Теперь печальным вечером Аякс
бредет в ручье прозрачном по колено,
а жизнь бежит из глаз его раскрытых
за Гектором, а теплая вода
уже по грудь, но мрак переполняет
бездонный взгляд сквозь волны и кустарник,
потом вода опять ему по пояс,
тяжелый меч, подхваченный потоком,
плывет вперед
и увлекает за собой Аякса.
СОНЕТ
Прошел январь за окнами тюрьмы,
и я услышал пенье заключенных,
звучащее в кирпичном сонме камер:
«Один из наших братьев на свободе».
Еще ты слышишь пенье заключенных
и топот надзирателей безгласных,
еще ты сам поешь, поешь безмолвно:
«Прощай, январь».
Лицом поворотясь к окну,
еще ты пьешь клотками теплый воздух,
а я опять задумчиво бреду
с допроса на допрос по коридору
в ту дальнюю страну, где больше нет
ни января, ни февраля, ни марта.
СОНЕТ
Я снова слышу голос твой тоскливый
на пустырях — сквозь хриплый лай бульдогов,
и след родной ищу в толпе окраин,
и вижу вновь рождественскую хвою
и огоньки, шипящие в сугробах.
Ничто верней твой адрес не укажет,
чем этот крик, блуждающий во мраке
прозрачною, хрустальной каплей яда.
Теперь и я встречаю новый год
на пустыре, в бесшумном хороводе,
и гаснут свечи старые во мне,
а по устам бежит вино Тристана,
я в первый раз на зов не отвечаю.
С недавних пор я вижу и во мраке.
СТАНСЫ
Е. В., А. Д.
Ни страны, ни погоста
не хочу выбирать.
На Васильевский остров
я приду умирать.
Твой фасад темно-синий
я впотьмах не найду,
между выцветших линий
на асфальт упаду.
И душа, неустанно
поспешая во тьму,
промелькнет над мостами
в петроградском дыму,
и апрельская морось,
под затылком снежок,
и услышу я голос:
— до свиданья, дружок.
И увижу две жизни
далеко за рекой,
к равнодушной отчизне
прижимаясь щекой,
— словно девочки-сестры
из непрожитых лет,
выбегая на остров,
машут мальчику вслед.
* * *
Ты поскачешь во мраке, по бескрайним холодным холмам,
вдоль березовых рощ, отбежавших во тьме к треугольным домам,
вдоль оврагов пустых, по замерзшей траве, по песчаному дну,
освещенный луной и ее замечая одну.
Гулкий топот копыт по застывшим холмам — это
не с чем сравнить,
это ты там, внизу, вдоль оврагов ты вьешь свою нить,
там куда-то во тьму от дороги твоей отбегает ручей,
где на склоне шуршит твоя быстрая тень по спине кирпичей.

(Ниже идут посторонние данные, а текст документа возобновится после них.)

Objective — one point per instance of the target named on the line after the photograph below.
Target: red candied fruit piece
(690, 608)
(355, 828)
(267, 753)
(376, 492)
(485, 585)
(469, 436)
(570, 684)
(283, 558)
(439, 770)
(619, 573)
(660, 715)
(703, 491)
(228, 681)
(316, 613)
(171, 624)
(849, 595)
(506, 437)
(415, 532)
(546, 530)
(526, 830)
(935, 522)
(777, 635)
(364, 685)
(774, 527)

Ну и скачет же он по замерзшей траве, растворяясь впотьмах,
возникая вдали, освещенный луной на бескрайних холмах,
мимо черных кустов, вдоль оврагов пустых,
воздух бьет по лицу,
говоря сам с собой, растворяется в черном лесу.
Вдоль оврагов пустых, мимо черных кустов, —
не отыщется след,
даже если ты смел и вокруг твоих ног завивается свет,
все равно ты его никогда ни за что не сумеешь догнать.
Кто там скачет в холмах... я хочу это знать,
я хочу это знать.
Кто там скачет, кто мчится под хладною мглой, говорю,
одиноким лицом обернувшись к лесному царю, —
обращаюсь к природе от лица треугольных домов:
кто там скачет один, освещенный царицей холмов?
Но еловая готика русских равнин поглощает ответ,
из распахнутых окон бьет прекрасный рояль, разливается свет;
кто-то скачет в холмах, освещенный луной, возле самых небес,
по застывшей траве, мимо черных кустов. Приближается лес.
Между низких ветвей лошадиный сверкнет изумруд.
Кто стоит на коленях в темноте у бобровых запруд,
кто глядит на себя, отраженного в черной воде,
тот вернулся к себе, кто скакал по холмам в темноте.
Нет, не думай, что жизнь — это замкнутый круг небылиц,
ибо сотни холмов — поразительных круп кобылиц,
на которых в ночи, но при свете луны, мимо сонных округ,
засыпая, во сне, мы стремительно скачем на юг.